In Figures 5 and 6 the transceiver NCOs and LOs are all set to the same frequency. In this case the spurious signals produced from the image, the LO leakage, and the third-harmonic, are all at the same frequency. Figure 5 shows the individual transmit outputs measured on a spectrum analyzer. Figure 6 shows the combined output. In this particular test the spurs of the image and the LO leakage measured in dBc relative to the carrier showed improvement, but the third-harmonic did not improve. In our testing we found the third-harmonic was consistently correlated across channels, the image frequency was consistently uncorrelated, and the LO frequency varied depending on startup conditions. This is reflected in Figure 3a where we show coherent addition for the third-harmonic, non-coherent addition for the image frequency and partially coherent addition for the LO leakage frequency.
In Figures 7 and 8, the transceiver LOs are all set to different frequencies and the digital NCOs are adjusted in both frequency and phase such that the signals coherently combine. In this case the spurious signals produced from the image, the LO leakage, and the third-harmonic, are forced to be at different frequencies. Figure 7 shows the individual transmit outputs measured on a spectrum analyzer. Figure 8 shows the combined output. In this test the spurs of the image, the LO leakage, and the third-harmonic measured in dBc relative to the carrier begin to spread into the noise and every spur shows an improvement when channels are combined.

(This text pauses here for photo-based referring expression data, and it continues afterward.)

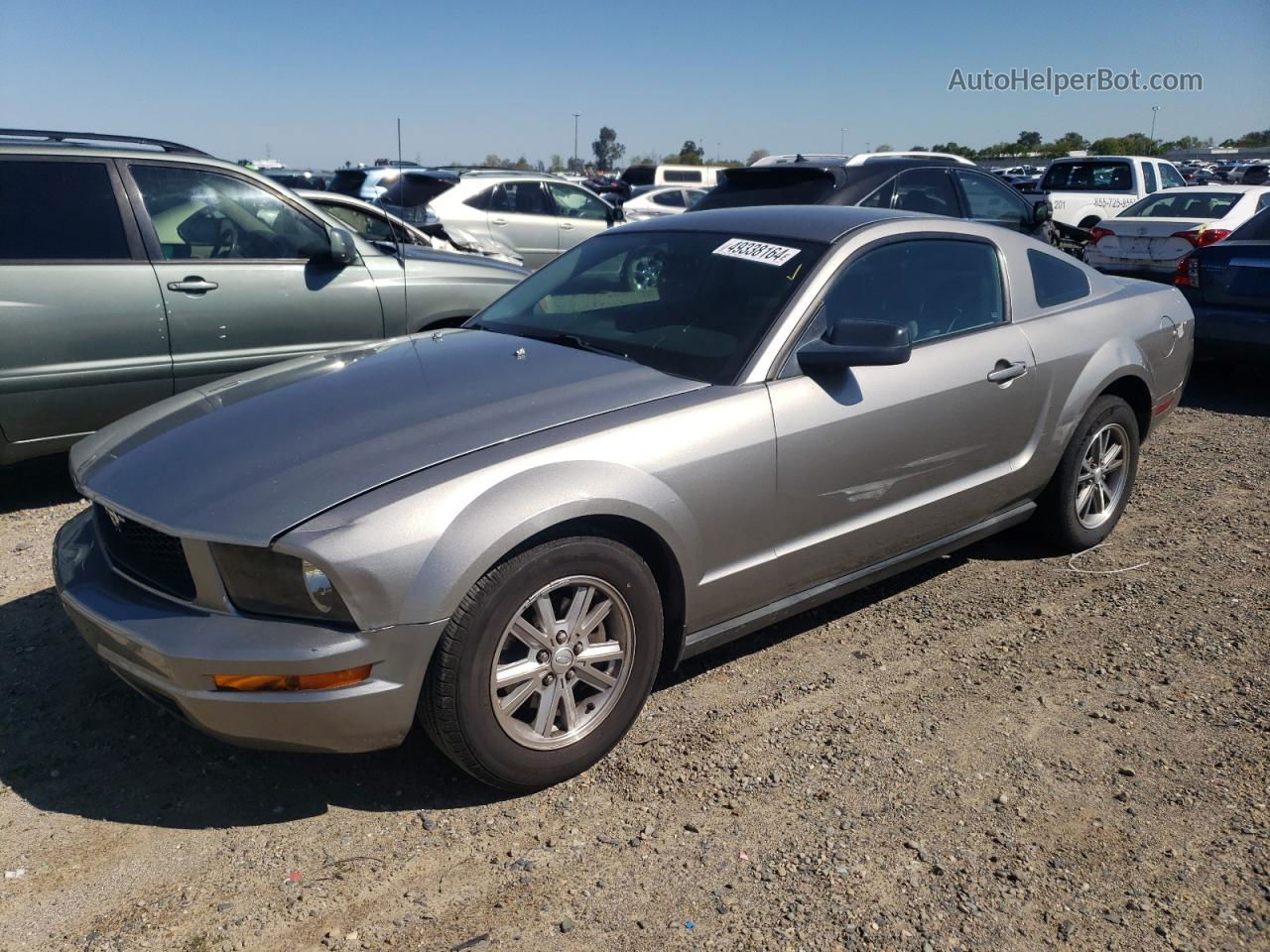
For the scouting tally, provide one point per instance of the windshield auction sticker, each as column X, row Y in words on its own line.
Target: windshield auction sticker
column 756, row 252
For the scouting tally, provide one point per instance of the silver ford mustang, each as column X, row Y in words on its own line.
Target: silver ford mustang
column 506, row 530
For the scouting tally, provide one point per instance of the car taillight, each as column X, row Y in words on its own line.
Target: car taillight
column 1187, row 275
column 1203, row 238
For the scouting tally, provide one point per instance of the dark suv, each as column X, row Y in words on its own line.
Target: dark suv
column 939, row 185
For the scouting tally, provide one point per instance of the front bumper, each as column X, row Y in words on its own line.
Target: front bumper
column 169, row 651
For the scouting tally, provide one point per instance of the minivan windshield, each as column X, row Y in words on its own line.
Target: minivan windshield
column 686, row 302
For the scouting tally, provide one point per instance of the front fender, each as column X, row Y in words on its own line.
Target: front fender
column 515, row 509
column 414, row 548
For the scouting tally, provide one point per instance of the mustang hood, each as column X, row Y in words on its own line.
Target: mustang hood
column 249, row 457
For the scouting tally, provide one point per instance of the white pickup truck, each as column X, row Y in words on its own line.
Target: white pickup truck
column 1083, row 191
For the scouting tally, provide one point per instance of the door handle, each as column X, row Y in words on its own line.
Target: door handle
column 193, row 285
column 1006, row 371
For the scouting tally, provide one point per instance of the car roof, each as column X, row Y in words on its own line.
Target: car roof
column 1218, row 186
column 802, row 222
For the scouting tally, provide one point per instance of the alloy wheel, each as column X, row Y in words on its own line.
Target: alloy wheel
column 562, row 662
column 1103, row 471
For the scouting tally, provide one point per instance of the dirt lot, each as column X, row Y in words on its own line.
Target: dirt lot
column 992, row 753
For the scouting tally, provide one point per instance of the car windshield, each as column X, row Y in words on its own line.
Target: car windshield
column 1191, row 204
column 685, row 302
column 1092, row 176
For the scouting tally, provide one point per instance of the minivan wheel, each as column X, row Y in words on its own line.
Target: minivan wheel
column 547, row 662
column 1093, row 480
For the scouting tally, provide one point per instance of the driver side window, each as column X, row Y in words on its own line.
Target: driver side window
column 935, row 287
column 203, row 214
column 574, row 203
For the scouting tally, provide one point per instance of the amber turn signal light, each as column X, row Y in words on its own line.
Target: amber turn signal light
column 293, row 682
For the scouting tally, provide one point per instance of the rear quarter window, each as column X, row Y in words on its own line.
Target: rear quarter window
column 1055, row 281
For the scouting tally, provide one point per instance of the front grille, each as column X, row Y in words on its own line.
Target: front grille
column 145, row 553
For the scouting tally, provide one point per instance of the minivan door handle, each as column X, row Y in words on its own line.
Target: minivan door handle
column 193, row 285
column 1006, row 371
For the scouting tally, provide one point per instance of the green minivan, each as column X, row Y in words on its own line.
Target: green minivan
column 132, row 270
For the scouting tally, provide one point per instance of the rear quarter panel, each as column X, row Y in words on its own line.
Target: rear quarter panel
column 1125, row 327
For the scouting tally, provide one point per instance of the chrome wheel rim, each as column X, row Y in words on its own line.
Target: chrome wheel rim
column 1103, row 474
column 562, row 662
column 645, row 272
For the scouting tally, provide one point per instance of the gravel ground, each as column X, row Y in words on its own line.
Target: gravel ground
column 989, row 753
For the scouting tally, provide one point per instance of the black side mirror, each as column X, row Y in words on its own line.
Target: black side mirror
column 856, row 344
column 343, row 249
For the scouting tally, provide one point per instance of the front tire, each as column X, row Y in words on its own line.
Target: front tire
column 547, row 664
column 1095, row 477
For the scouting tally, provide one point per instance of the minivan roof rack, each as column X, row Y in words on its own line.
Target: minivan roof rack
column 54, row 136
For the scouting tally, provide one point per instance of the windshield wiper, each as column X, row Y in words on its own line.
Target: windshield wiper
column 576, row 343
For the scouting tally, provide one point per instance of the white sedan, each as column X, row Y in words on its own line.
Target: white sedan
column 662, row 199
column 1153, row 234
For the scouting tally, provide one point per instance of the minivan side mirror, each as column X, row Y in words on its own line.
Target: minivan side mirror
column 343, row 248
column 856, row 343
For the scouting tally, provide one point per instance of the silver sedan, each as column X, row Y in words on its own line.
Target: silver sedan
column 504, row 531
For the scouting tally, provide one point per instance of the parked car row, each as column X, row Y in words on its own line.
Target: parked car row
column 674, row 431
column 506, row 531
column 1155, row 234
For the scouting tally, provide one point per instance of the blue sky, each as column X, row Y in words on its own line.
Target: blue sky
column 321, row 82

When a very small number of channels are combined, as was done in this test, the spurs actually show a 20log(N) improvement in their relative levels. This is due to the signal components combining coherently and adding as 20log(N) while the spurs do not combine at all. In practice, with a large array and a much greater number of channels being combined, the improvement is expected to approach 10log(N). This is for two reasons. First, with a large number of signals being combined it will not be practical to spread the spurs out sufficiently such that each one can be considered in isolation. Consider a 1 MHz modulation bandwidth as an example. If a specification says that spurious emissions are to be measured in a 1 MHz bandwidth then ideally the spurs would be spread out so that they are at least 1 MHz apart. If this is not possible then each 1 MHz of measurement bandwidth will include multiple spurious components. Since these will be at different frequencies they will combine incoherently and the spurious power measured in each 1 MHz of bandwidth will increase as 10log(N). However, no single 1 MHz of measurement bandwidth will contain all the spurs so in this case "N" for the spurs is smaller than "N" for the signal and although the incremental improvement will be 10log(N) once N is large enough for the spurious density to place multiple spurs inside the measurement bandwidth the absolute improvement will still be better than 10log(N) compared to the system without spurious signal decorrelation, i.e., it will be somewhere between 10log(N) and 20log(N) dB better. Secondly, this test was done with CW signals but real world signals will be modulated and this will cause them to spread out, making non-overlapping spurious signals impossible to achieve when a large number of channels are combined. These overlapping spurious signals will be uncorrelated and add incoherently, as 10log(N), in the overlap region.
It is worth making special mention of the LO leakage component when the LO is set to the same frequency across channels. The LO leakage is due to imperfect cancellation of the LO in the analogue modulator when two signal branches are summed. If the amplitude and phase imbalances are random errors then the phase of the residual LO leakage component will also be random and when many different transceivers' LO leakages are summed they will add incoherently, as 10log(N), even when they are at precisely the same frequency. This should also be the case with the modulator's image component but not necessarily the modulator's third harmonic. With a small number of channels being coherently combined it is unlikely the LO phases would be completely random and thus the cause for partial decorrelation shown in the measured data. With a very large number of channels the LO phase approaches a much more random condition across channels and thus anticipated to be an uncorrelated addition.